Schmendrick is a mad, one trick "Orange Man Bad" pony.  I wouldn't waste my time if I were you.


----------



## AzogtheDefiler (Mar 12, 2021)

schmidlap said:


> AzogtheDefiler said:
> 
> 
> > Get a job
> ...


Zzzzzz  what do you do? I can Smell a rat a mile away. I work in MC. So tell me.


----------



## schmidlap (Mar 13, 2021)

Indeependent said:


> *Moody’s *
> 
> They said the Stock Market would crash January 20, 2017.


Did you just make that up?

Moody's predicted a recession, but not, I believe, a stock market crash - unless you can back up your claim with credible documentation.


----------



## schmidlap (Mar 13, 2021)

AzogtheDefiler said:


> Zzzzzz  what do you do? I can Smell a rat a mile away. I work in MC. So tell me.


Your ploy to take the thread off topic won't work.

Given the internal strife within the GOP, it is imperative that we keep the now tweet-castrated Cry Baby Loser in the headlines if he is to be the 2024 nominee.

With the Biden stimulus bill receiving so much public support and Republic politicians whining about it, the Loser should bray his enthusiastic support for the package to secure his dominion over the Party.


----------



## AzogtheDefiler (Mar 13, 2021)

schmidlap said:


> AzogtheDefiler said:
> 
> 
> > Zzzzzz  what do you do? I can Smell a rat a mile away. I work in MC. So tell me.
> ...


LOL as I suspected. You lie. Of course the Bill has support as it’s free money. Let me ask you this, why not just give every American $5.2k who is eligible vs. 1.4K? And call it the $1.9trn plan vs all the pork? Now it cost every American more money as the $1.4K isn’t free. We do have to pay it back. Top down economics rarely work. Do you think the bill would receive more or less support of the money given was $5k vs. 1.4K to each person?

Don’t lie to me old man. I do finance and consulting for a living. I am smarter than you (not saying much). As far as Trump goes, he was right about the border and now we have a crisis. So far Biden has been a massive disappointment and gas prices in MA are up about 90 cents per gallon.

Thanks for playing, leftist. Funny, I dont mind sharing what I do for work but you do mind. What are you hiding?


----------



## schmidlap (Mar 13, 2021)

AzogtheDefiler said:


> LOL as I suspected. You lie. Of course the Bill has support as it’s free money. Let me ask you this, why not just give every American $5.2k who is eligible vs. 1.4K? And call it the $1.9trn plan vs all the pork? Now it cost every American more money as the $1.4K isn’t free. We do have to pay it back. Top down economics rarely work. Do you think the bill would receive more or less support of the money given was $5k vs. 1.4K to each person?
> 
> Don’t lie to me old man. I do finance and consulting for a living. I am smarter than you (not saying much). As far as Trump goes, he was right about the border and now we have a crisis. So far Biden has been a massive disappointment and gas prices in MA are up about 90 cents per gallon.
> 
> Thanks for playing, leftist. Funny, I dont mind sharing what I do for work but you do mind. What are you hiding?

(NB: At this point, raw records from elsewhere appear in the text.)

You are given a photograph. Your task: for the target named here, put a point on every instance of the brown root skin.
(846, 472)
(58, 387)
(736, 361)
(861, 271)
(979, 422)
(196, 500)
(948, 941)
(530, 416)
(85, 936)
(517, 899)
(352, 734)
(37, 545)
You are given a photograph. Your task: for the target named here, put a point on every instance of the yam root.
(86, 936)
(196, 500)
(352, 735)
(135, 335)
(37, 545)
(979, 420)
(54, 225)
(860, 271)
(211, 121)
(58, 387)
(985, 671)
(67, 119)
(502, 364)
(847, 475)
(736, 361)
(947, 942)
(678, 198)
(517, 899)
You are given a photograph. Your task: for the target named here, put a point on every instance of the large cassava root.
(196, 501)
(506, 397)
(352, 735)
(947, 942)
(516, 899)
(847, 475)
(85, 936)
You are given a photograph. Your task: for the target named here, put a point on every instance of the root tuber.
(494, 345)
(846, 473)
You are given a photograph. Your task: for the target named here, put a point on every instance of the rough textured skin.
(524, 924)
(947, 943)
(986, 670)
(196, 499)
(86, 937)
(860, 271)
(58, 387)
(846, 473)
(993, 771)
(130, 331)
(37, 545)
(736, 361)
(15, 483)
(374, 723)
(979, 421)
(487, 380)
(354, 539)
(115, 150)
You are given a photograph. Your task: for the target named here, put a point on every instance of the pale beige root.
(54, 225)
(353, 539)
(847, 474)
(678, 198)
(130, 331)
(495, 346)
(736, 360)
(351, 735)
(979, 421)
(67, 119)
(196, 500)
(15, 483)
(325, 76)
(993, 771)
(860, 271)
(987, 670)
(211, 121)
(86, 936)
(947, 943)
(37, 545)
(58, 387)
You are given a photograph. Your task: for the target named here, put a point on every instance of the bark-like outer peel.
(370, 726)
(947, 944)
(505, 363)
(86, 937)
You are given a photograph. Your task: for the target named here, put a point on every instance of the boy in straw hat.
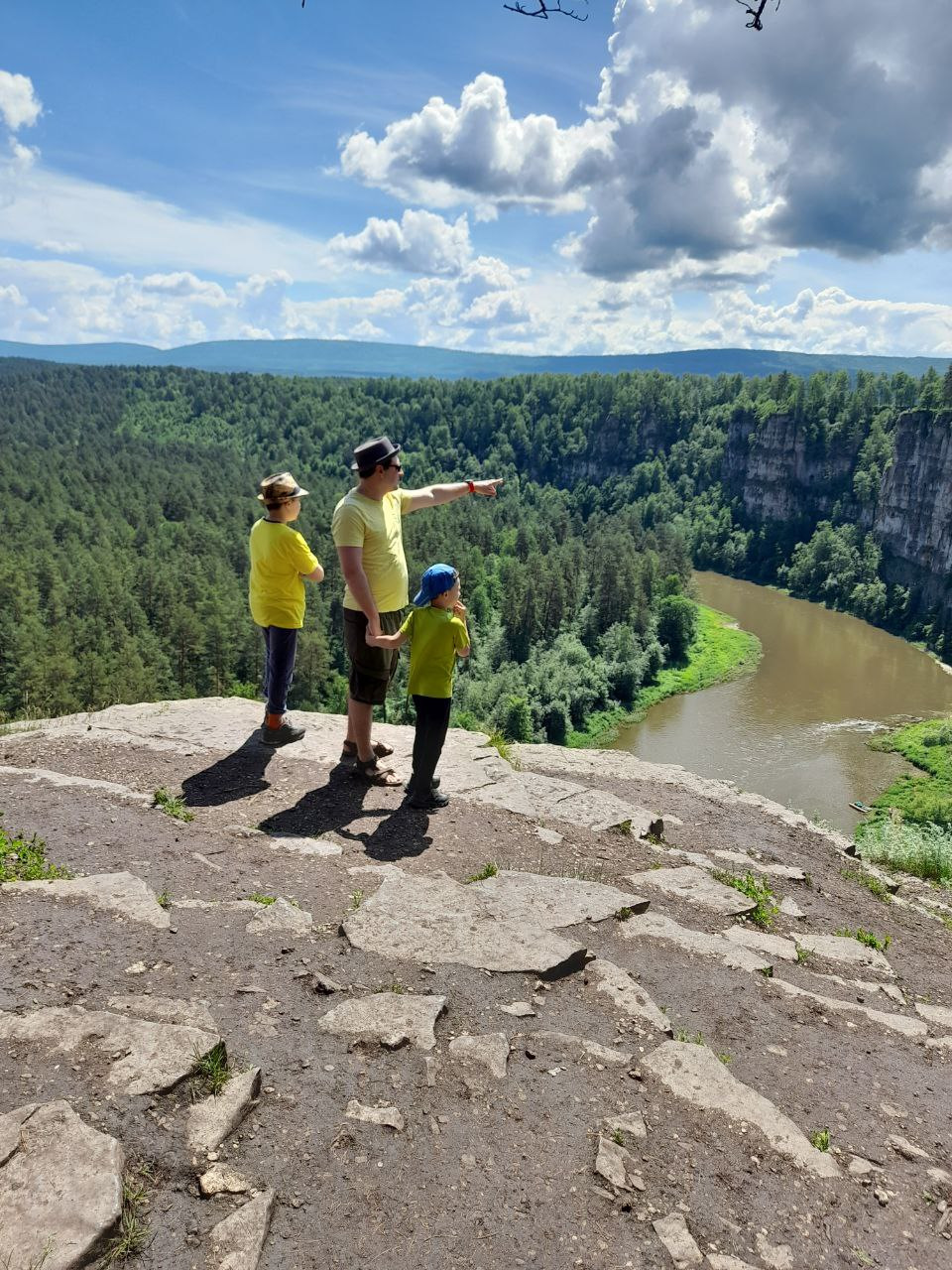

Why should I care about your being curious concerning my profession? This is a _political_ forum, and I have no interest in your job, snow globe collection, personal hygiene, etc.

You seem very upset at the approval of most Americans for the stimulus bill, and the forecasts concerning its boosting the nation's recovery.

*Trump supports stimulus payments larger than $1,200 in next stimulus bill*









						Trump supports stimulus payments larger than $1,200 in next stimulus bill, he tells FBN
					

The president said he wants the money to get into people’s pockets so they can spend it.




					finance.yahoo.com
				




*Trump stated that not only does he support another round of stimulus payments,
 but that he wants the payments to be larger. *









						Second Stimulus Check Update—President Trump Supports Larger Stimulus Payment
					

President Trump Supports a larger direct stimulus payment. How big will it be?




					www.forbes.com
				






​


----------



## AzogtheDefiler (Mar 13, 2021)

schmidlap said:


> AzogtheDefiler said:
> 
> 
> > LOL as I suspected. You lie. Of course the Bill has support as it’s free money. Let me ask you this, why not just give every American $5.2k who is eligible vs. 1.4K? And call it the $1.9trn plan vs all the pork? Now it cost every American more money as the $1.4K isn’t free. We do have to pay it back. Top down economics rarely work. Do you think the bill would receive more or less support of the money given was $5k vs. 1.4K to each person?
> ...


Why did you make this about Trump? Answer my question, fat leftist. Why not give every eligible American $5k vs 1.4K and leave it at that? If you’re really worried about the people why not give the money to the people? Instead you tease them with the $1.4K while really increasing their burden by $5k. I disagreed With Trump. I am not a sycophant like you. And no, this is a message board where numerous topics may be discussed not just politics. Let’s see if you have the balls to actually answer me.


----------



## schmidlap (Mar 13, 2021)

AzogtheDefiler said:


> Why did you make this about Trump? Answer my question, fat leftist. Why not give every eligible American $5k vs 1.4K and leave it at that? If you’re really worried about the people why not give the money to the people? Instead you tease them with the $1.4K while really increasing their burden by $5k. I disagreed With Trump. I am not a sycophant like you. And no, this is a message board where numerous topics may be discussed not just politics. Let’s see if you have the balls to actually answer me.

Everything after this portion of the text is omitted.